Für die Existenz eines Reiches ist es weniger entscheidend, ob es Glaubensgleichheit gibt oder nicht. Die Zeitgenossen haben wohl kaum gesehen, dass es zwei Kulturen gab, wenn die Eliten sich romanisiert hatten. Wichtig für die Identität waren die Einheit des Reiches und die weitgehende Assimilation des Königs. Kaiser Justinian ließ den arianischen Glauben zu, weil er auf Soldaten angewiesen war.
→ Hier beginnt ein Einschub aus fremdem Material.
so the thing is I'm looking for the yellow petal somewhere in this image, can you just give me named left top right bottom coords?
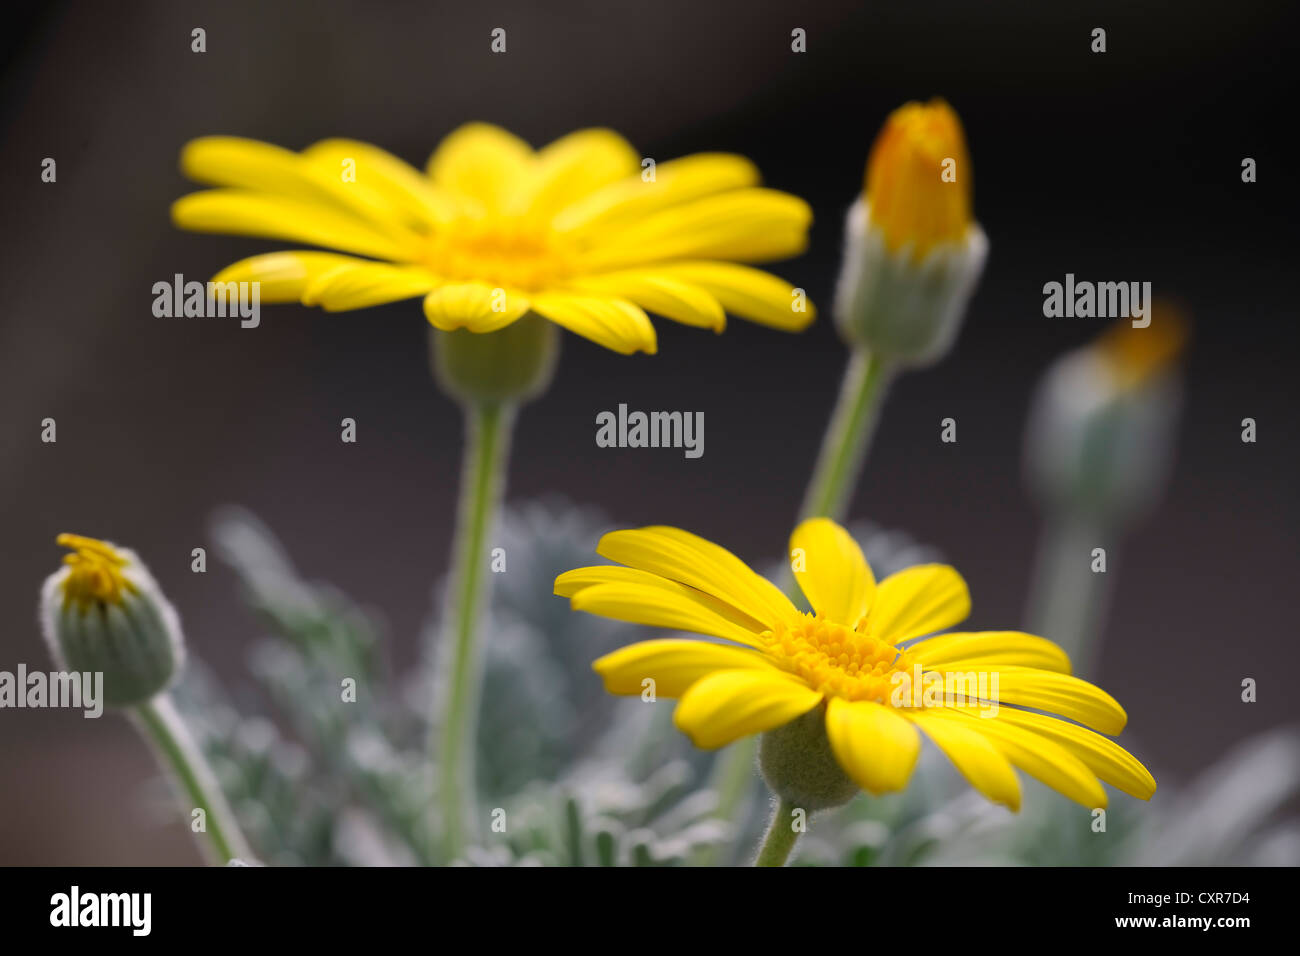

Für die Volksfrömmigkeit freilich geriet der Arianismus gegenüber dem Katholizismus ins Hintertreffen, weil er die Reliquienverehrung nicht kannte, die eine starke Anziehungskraft ausübte.

Einen durchgehenden und in Stadt und Land allgegenwärtigen clash of cultures erlebten die Menschen zwischen 300 und 800 wohl nirgendwo, dennoch prägte die Differenzierung zwischen römischer Identität und germanischem Gentilbewußtsein noch lange Zeit das Zusammenleben in den neuen Reichen. Die Überwindung des innerchristlichen Gegensatzes bildete jedoch die historische Voraussetzung, um ein gemeinsames religiös-kulturelles Fundament im westlichen Europa aufzubauen, das mit regionalen Eigenheiten en detail über Jahrzehnte ausgeformt wurde. Während dieser Transformation vollzog jedes Territorium für sich den entscheidenden Schritt in das frühmittelalterliche Zeitalter. Wie diese Transformation im einzelnen sich gestaltete, ist noch immer in der Diskussion. Für die Erklärung der Prozesse, die wir in den Quellen beobachten können, ist das Forschungsprojekt "Transformation" jedenfalls ein sehr geeignetes. Vielleicht wird es irgendwann von einem anderen Projekt abgelöst werden, doch bis dahin bleibt noch viel zu klären. Diese Sektion hat trotz ihrer erzwungenen Beschränkungen gezeigt, dass es auf dem Gebiet von Identität und Akkulturation weiterzuforschen gilt, als einem der Aspekte der Erforschung der Transformationszeit und der Bildung des frühmittelalterlichen Europa.

Anmerkungen:
1 Goffart, Walter, What's wrong with the map of the barbarian invasions?, in: Ridyard, Susan; Benson, Robert (Hgg.), Minorities an Barbarians in Medieval Life and Thought, Sewanee-TN 1996, S. 159-177.
2 Der Begriff wurde von Lynn T. White schon 1966 geprägt: The Transformation of the Roman World. Gibbon's Problems after Two Centuries, Berkeley 1966.
3 Cic. in Verr. 2,4,50,112.
4 Tac. Germ. 9,1 nennt Merkur, Herkules und Mars, ein Teil der Sueben verehre Isis.